Europe has taken on U.S. style risk taking? I have honestly not heard or read
this elsewhere. Can you elaborate?

------
bilbo0s
So Chanos may turn out to be wrong, but not for the reasons Friedman thinks he
is. This is probably a reasonable view.

Professor Pettis is also correct in asserting that the role of central bank
reserves is one of the most misunderstood concepts in economics. In fact,
nowadays, almost any economic concept as it relates to governments or
sovereign states are routinely misunderstood. Probably because that is
precisely the part of the economy that the average person feels they
understand so well.

For instance, many people worry, rightly by the way, about our USD1.4 Trillion
deficit. They feel qualified to comment on its implications authoritatively
since we can SORT OF understand the concept. Yet you see no publicly expressed
concern at all over the USD500 Trillion house of cards that is the derivatives
market. Very few people understand derivatives markets well enough to know the
implications of this situation. I think this causes us not to think about it
and to hope that someone else will deal with it before the bottom falls out.
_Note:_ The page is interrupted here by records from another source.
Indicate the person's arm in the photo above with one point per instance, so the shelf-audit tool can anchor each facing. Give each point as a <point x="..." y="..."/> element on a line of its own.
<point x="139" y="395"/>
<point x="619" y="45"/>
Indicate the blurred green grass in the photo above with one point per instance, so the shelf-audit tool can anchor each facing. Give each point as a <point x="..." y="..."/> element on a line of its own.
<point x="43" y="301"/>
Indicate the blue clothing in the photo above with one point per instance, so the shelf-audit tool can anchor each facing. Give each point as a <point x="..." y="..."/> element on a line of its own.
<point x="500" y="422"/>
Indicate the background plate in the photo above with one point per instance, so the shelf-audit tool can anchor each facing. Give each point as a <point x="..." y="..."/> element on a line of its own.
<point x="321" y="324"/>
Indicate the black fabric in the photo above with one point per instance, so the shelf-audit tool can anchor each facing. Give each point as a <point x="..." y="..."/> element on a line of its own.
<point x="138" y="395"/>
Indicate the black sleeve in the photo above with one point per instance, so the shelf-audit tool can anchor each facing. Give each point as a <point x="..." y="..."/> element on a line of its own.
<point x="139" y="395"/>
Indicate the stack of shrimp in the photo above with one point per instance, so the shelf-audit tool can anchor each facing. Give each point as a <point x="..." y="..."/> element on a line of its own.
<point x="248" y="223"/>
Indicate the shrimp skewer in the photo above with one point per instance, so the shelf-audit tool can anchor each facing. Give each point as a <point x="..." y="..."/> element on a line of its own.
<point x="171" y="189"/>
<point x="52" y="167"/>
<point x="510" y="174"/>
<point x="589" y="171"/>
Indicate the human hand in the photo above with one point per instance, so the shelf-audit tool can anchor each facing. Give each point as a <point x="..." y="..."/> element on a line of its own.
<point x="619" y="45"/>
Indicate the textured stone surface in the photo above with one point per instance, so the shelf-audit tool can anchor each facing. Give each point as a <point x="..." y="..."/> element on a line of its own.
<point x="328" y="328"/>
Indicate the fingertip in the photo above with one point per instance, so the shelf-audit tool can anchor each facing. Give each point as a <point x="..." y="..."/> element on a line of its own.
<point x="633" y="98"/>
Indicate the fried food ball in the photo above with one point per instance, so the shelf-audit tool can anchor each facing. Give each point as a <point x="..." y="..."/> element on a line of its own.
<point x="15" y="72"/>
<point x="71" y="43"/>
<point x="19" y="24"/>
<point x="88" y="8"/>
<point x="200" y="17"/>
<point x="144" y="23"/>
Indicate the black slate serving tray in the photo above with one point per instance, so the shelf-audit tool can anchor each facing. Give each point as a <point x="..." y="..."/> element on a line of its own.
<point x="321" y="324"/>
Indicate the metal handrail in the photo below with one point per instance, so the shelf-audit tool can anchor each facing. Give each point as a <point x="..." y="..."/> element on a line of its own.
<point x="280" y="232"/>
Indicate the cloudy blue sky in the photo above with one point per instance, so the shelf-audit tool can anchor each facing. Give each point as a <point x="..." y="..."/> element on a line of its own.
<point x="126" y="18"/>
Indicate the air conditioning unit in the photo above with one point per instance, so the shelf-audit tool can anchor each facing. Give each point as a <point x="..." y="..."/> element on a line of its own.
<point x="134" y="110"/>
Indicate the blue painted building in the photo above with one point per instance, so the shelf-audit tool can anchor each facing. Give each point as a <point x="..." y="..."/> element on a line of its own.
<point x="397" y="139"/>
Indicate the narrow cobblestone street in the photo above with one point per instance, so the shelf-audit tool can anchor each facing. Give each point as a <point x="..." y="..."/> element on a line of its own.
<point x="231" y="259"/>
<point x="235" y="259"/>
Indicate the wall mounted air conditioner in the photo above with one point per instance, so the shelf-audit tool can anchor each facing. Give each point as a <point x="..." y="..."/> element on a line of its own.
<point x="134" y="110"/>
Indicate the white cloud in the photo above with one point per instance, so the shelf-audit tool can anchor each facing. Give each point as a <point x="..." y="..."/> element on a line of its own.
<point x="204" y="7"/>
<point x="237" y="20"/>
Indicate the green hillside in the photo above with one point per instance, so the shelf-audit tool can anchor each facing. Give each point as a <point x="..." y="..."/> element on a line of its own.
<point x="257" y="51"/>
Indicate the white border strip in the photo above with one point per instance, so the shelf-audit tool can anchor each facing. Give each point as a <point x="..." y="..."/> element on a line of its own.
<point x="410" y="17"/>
Now understand that these guys are not average at all. I have attended Pettis'
talks and he is definitely not average. But I think the same sort of
intellectual dynamic goes on even in their circle.

------
nazgulnarsil
_This is because it is about central bank reserves, a topic that to my dismay
probably generates more confused and mistaken thinking than any other topic in
economics._

not understanding the basics of sovereign accounting is understandable. could
you make heads or tails of a companies finance if they did all their
accounting in their own stock?

------
johngalt
A good counterpoint to the title quote would also be "Never expect a good
thing to last forever".

At some point growing investments gain a momentum all their own. I.E. everyone
invests in China because of their double digit growth; and China has double
digit growth because everyone invests in them.

The problem with a compounding growth curve is that it gets so steep that it
shoots past the place where it should have found equilibrium.

------
siculars
Wow, Michael Pettis melts one particular face in specific and lays out a
historical precedent analogous to China's current horde of foreign reserves.
Without cribbing his article too much, my main takeaway is the underlying
economic imbalances at play in China that have resulted in their accumulation
of foreign reserves, particularly 2 trillion US dollars.

------
known
I hope China will invest more on its Infrastructure & Irrigation projects.

------
va_coder
If one factor - large reserves - leads to economic problems than this guy is
dead on. But it doesn't.

Economic success or failure is due to many factors.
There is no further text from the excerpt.